Before You Apply for a Business Loan
Preparation will speed the process and improve your odds of approval
A bank or government agency (such as the U.S. Small Business Administration) are two common sources of funding for your startup venture. If you go that route, here’s a checklist of the things you’ll need to do and think about to prepare for the application process.
Develop a Business Plan and Financial Statements
The lender is going to want to make sure you have a credible business proposal, and that you understand the products you’re offering and the market in which you’re operating.
A typical business plan includes an executive summary, a clear description of what the business intends to do, forecasts of revenue and expenses, an analysis of the market and the competition, and strategies for growth and possible exit. Use the business plan to demonstrate your understanding of the industry and your particular expertise. You’ll also want to provide the lender with cash flow projections to indicate there will be a steady flow of cash to help repay the loan.
Include Your Personal Credit Record and Tax Returns
While it is generally true that businesses are treated as separate financial entities from the people running them, in the early stages, the lenders are going to want to examine your credit history and income. You should also have copies of your completed tax returns from the past few years in case the lender wants to review your personal income history.
Clearly Identify the Purpose of the Loan
It isn’t enough to say that you want a loan to start your business.

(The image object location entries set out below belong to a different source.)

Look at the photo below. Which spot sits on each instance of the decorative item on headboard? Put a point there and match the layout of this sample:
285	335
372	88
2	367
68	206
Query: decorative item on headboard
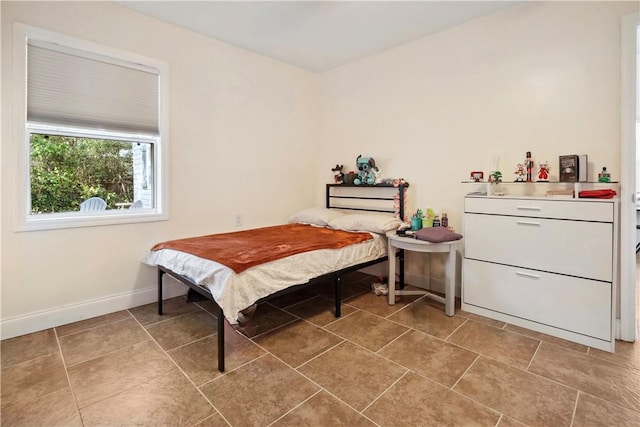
366	167
338	176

Lenders want to know that you have a clear idea of how you intend to use the loan – without this, they may perceive that you lack vision or don’t know how to allocate funds. To get past this, identify major pieces of equipment or projects that the loan would be used to fund. Show the lender any research you have on the cost of these items, as well as how you estimate the projects will help generate funds that can be used to pay off the loan.
Determine Your Collateral Capacity
Lenders will want to know what collateral you can use to support the loan. Any assets like property, equipment or something else of tangible value will secure the loan since these things can be sold to generate funds for repayment in the event you default.
Understand the Costs and Payment Structure
Business loans can vary by lender and amount. There can be a series of loan-initiation fees that are due up front; be sure to ask about these and include them when you are calculating the cost of the loan. Shop around to make sure you are getting a good interest rate, and talk to other entrepreneurs to see which banks in your area have offered favorable terms in the past. Make sure to read the loan agreement carefully to ensure you understand when the money is due, what late fees apply, whether you’re allowed to pay it off early, and other rules of this kind.
Do You Need a Guarantor?
Banks tend to be very conservative, and may not be open to lending you money if you have no history of running your own business. You can use an outside investor to secure your loan, but there are certain issues that come along with this decision. Guarantors will be putting their personal assets on the line to assist with your loan, either because they have a personal relationship with you, or because they believe in your business model.
Traditionally, guarantors are called upon if you can’t make your debt payment. In this case, make sure you have a written agreement explaining your obligations to the guarantor should you default. When a guarantor wants equity in your business rather than loan repayment, for example, he or she is called an angel investor.